I believe that no matter how bad things are, there is always something good to draw from it, always for the purpose of helping others. Upon entering college the pro-life mission had truly become a passion for me. I had the opportunity to help start a Students’ for Life chapter on my campus.  Since I was given the opportunity to live, I am an abortion survivor. I want others to hear my story so that they understand the gravity and effects of abortion and the reality behind the abortion business.

Recently my mother had the courage to seek a divorce. Years of death threats no longer caused her to cower in fearful submission. She has had to bear the health consequences directly related to the sexual abuse of my father and the abortions, a hysterectomy among them. She lost her job in the process and incurred medical fees and lawyer fees. It was worth it. It’s what it took to break from Planned Parenthood’s solutions to her problems. Now she has freedom and the chance to restore her dignity. Now she can make her own choices and none of us live with the fear and confinement of living with a tyrant.

The solutions offered by Planned Parenthood finally caught up with my father. He was placed behind bars for a good while and he is now a registered sex offender for the rest of his life.

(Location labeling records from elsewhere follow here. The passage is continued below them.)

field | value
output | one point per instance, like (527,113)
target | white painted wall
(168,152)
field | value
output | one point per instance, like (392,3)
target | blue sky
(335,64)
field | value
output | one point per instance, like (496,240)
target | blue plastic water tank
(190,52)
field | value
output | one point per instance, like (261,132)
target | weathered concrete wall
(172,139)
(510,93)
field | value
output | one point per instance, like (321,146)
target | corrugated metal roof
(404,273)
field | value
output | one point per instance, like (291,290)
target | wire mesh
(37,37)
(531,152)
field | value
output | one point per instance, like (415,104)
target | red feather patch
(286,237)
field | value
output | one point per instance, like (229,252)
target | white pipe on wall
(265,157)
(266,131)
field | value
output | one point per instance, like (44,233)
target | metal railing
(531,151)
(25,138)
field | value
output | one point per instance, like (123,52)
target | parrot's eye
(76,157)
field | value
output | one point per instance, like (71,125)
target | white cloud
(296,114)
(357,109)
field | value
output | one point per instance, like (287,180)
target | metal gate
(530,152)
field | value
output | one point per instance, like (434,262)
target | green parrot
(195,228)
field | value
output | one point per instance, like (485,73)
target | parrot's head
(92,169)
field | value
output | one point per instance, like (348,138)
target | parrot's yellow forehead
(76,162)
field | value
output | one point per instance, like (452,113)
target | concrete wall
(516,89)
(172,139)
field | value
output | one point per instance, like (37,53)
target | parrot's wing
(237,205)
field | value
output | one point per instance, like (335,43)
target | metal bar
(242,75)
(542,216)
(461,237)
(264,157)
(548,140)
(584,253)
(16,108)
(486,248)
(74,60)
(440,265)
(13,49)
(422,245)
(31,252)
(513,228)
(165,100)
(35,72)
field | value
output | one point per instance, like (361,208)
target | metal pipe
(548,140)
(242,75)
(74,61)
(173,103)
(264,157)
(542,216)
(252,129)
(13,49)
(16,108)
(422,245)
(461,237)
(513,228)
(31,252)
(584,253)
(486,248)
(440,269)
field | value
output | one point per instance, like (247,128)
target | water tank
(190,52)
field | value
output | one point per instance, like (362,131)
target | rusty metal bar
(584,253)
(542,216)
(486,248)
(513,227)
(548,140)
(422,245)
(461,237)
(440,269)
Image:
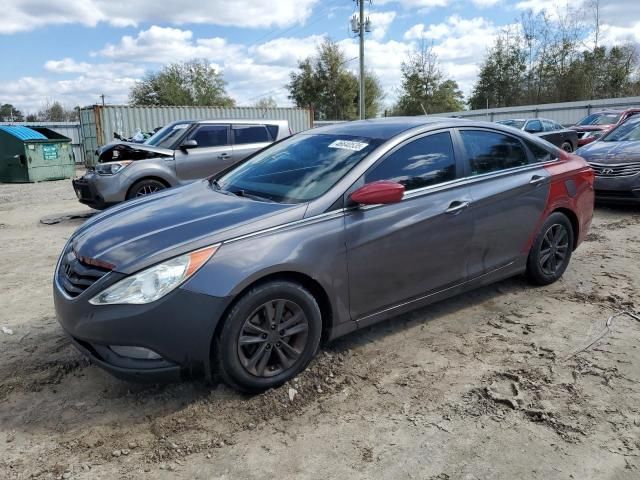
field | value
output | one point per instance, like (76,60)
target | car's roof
(251,121)
(386,128)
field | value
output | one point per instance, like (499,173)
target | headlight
(595,134)
(154,282)
(111,168)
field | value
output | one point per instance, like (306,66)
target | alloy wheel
(554,249)
(147,189)
(272,338)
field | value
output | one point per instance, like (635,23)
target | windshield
(299,169)
(513,123)
(166,137)
(627,132)
(600,119)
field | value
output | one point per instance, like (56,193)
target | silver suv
(177,154)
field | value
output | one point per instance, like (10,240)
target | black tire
(145,187)
(246,339)
(567,147)
(551,251)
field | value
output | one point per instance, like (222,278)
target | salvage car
(242,275)
(178,154)
(551,131)
(595,125)
(615,159)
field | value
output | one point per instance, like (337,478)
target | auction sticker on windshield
(348,145)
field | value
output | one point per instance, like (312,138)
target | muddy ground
(491,385)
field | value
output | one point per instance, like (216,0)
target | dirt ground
(490,385)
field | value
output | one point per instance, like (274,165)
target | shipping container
(34,155)
(99,123)
(67,129)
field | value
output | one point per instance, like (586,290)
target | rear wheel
(268,337)
(551,250)
(145,187)
(567,147)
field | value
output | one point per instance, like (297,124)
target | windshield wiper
(252,196)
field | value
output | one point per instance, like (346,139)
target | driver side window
(426,161)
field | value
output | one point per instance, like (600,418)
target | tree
(266,103)
(194,82)
(503,74)
(324,84)
(9,113)
(424,89)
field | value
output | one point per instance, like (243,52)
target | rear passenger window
(273,131)
(250,134)
(491,151)
(211,136)
(426,161)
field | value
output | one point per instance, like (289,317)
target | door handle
(537,179)
(456,207)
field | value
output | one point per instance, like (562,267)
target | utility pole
(360,26)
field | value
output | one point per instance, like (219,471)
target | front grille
(76,276)
(620,170)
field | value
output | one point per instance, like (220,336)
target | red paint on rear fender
(570,167)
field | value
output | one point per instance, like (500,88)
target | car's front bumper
(100,191)
(179,328)
(618,189)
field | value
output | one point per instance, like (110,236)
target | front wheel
(268,337)
(551,251)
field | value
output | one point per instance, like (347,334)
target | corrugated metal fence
(68,129)
(99,123)
(567,113)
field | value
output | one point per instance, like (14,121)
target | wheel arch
(575,224)
(313,286)
(157,178)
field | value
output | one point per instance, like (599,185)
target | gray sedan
(329,231)
(615,159)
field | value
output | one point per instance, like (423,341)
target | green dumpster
(34,154)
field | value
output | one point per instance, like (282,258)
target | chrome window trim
(309,220)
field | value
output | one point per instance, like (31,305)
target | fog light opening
(139,353)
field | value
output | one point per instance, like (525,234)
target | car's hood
(609,153)
(142,232)
(130,151)
(591,128)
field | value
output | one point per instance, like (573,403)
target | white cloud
(166,44)
(485,3)
(381,21)
(25,15)
(424,4)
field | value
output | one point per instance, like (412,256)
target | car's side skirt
(514,268)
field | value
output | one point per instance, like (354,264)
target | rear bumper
(618,189)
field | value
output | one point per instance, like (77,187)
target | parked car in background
(595,125)
(179,153)
(331,230)
(551,131)
(615,159)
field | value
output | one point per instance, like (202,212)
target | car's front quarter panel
(313,247)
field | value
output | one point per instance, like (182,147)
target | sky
(74,51)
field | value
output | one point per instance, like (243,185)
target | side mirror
(187,144)
(381,192)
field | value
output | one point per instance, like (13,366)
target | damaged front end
(115,152)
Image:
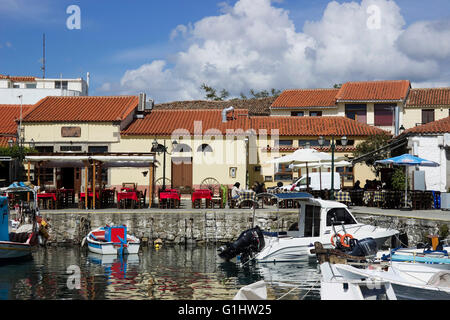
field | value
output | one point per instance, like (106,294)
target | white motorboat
(410,281)
(18,237)
(334,286)
(112,240)
(319,220)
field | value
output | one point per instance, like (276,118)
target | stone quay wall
(208,227)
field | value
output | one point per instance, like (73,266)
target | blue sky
(120,42)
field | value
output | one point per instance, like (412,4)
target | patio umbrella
(408,160)
(303,156)
(324,165)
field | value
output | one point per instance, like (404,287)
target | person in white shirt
(235,192)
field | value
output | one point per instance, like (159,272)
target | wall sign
(72,132)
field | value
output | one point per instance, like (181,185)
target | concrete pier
(204,226)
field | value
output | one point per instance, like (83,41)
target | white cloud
(254,45)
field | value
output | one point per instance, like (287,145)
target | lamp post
(157,147)
(321,141)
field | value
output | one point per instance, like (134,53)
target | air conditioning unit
(445,201)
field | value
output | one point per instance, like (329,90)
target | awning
(79,161)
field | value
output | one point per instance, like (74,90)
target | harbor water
(169,273)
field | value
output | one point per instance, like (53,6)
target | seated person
(235,192)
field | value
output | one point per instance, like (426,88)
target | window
(312,221)
(182,147)
(427,115)
(97,149)
(70,148)
(61,85)
(204,148)
(339,215)
(346,173)
(356,112)
(312,143)
(384,114)
(285,143)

After putting my testimony on YouTube, some people have commented that it was not Planned Parenthood’s fault that my father did what he did and that Planned Parenthood does good work. I can tell you from experience, no organization can do good work when they lie, cover the truth, destroy innocent human life, and feed promiscuity at the cost of abuse of young girls. No organization can do good when it endorses “sexual freedom” but does not address the psychological and relational aspects of a person, especially girls. No organization can do good when it offers birth control to minors while remaining silent about abuse. And how can any organization do good when it destroys entire families, as I myself have experienced?

This is a message to anyone and everyone who is resorting to Planned Parenthood. Abortion, birth control and promiscuity are not answers. And while they tell you on their web site to “take care down there”, I tell you take care of you, your whole person, your mind, heart and the life you may carry within you.